Previendo que aquel estallido de emoción tras la larga noche de nervios no iba a acabar allí, agarré a Candelaria del brazo y la arrastré a mi cuarto mientras ella continuaba voceando barbaridades.

– ¡Mala puñalada te den, hijo de la gran puta! ¡Jódete, Palomares, que no has encontrado nada en mi casa aunque me hayas tumbado los muebles y me hayas reventado los colchones!

– Calle ya, Candelaria, cállese de una vez -insistí-. Olvídese de Palomares, tranquilícese y deje que le explique cómo ha ido.

– Sí, hija, sí, cuéntamelo todito -dijo intentando por fin serenarse. Respiraba con fuerza, llevaba la bata mal abrochada y de la redecilla que le cubría la cabeza le salían mechones de pelo alborotados. Tenía un aspecto lamentable y, aun así, irradiaba entusiasmo-. Si es que ha venido el muy cabestro a las cinco de la mañana y nos ha sacado a todos a la calle el muy desgraciado… si es que… si es que… Bueno, vamos a olvidarlo ya, que lo pasado pasado está. Habla tú, prenda mía, cuéntamelo todo despacito.

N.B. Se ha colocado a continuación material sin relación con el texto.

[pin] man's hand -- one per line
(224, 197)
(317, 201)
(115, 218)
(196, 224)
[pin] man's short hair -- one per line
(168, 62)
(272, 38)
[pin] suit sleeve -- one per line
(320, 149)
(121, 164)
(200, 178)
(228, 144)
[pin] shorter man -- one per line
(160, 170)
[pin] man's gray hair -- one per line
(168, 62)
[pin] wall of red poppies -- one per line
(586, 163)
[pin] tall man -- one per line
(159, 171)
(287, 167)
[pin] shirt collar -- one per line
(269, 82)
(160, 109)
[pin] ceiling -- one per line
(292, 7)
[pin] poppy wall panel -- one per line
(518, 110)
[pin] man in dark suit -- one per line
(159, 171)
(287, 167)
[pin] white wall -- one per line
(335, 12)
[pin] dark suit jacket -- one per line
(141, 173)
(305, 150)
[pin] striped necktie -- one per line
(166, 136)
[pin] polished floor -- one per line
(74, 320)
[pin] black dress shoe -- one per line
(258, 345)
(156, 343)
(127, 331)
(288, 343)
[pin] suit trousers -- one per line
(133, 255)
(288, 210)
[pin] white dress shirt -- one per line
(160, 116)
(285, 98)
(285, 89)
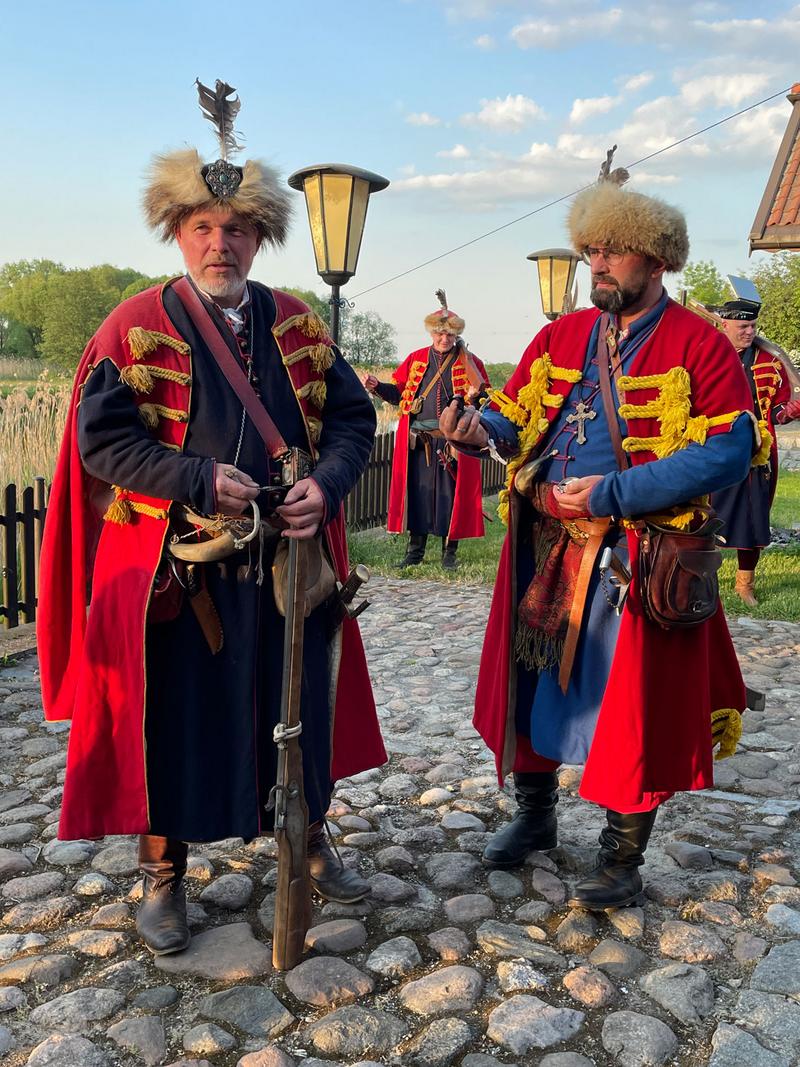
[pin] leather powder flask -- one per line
(678, 582)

Le narré escuetamente la aventura mientras me sacaba el fajo de dinero que el hombre de Larache me había colgado del cuello. No mencioné la escapada por la ventana, ni los gritos amenazantes del soldado, ni las pistolas abandonadas bajo el letrero solitario del apeadero de Malalien. Tan sólo le entregué el contenido de la faltriquera y comencé después a quitarme el jaique y el camisón que llevaba debajo.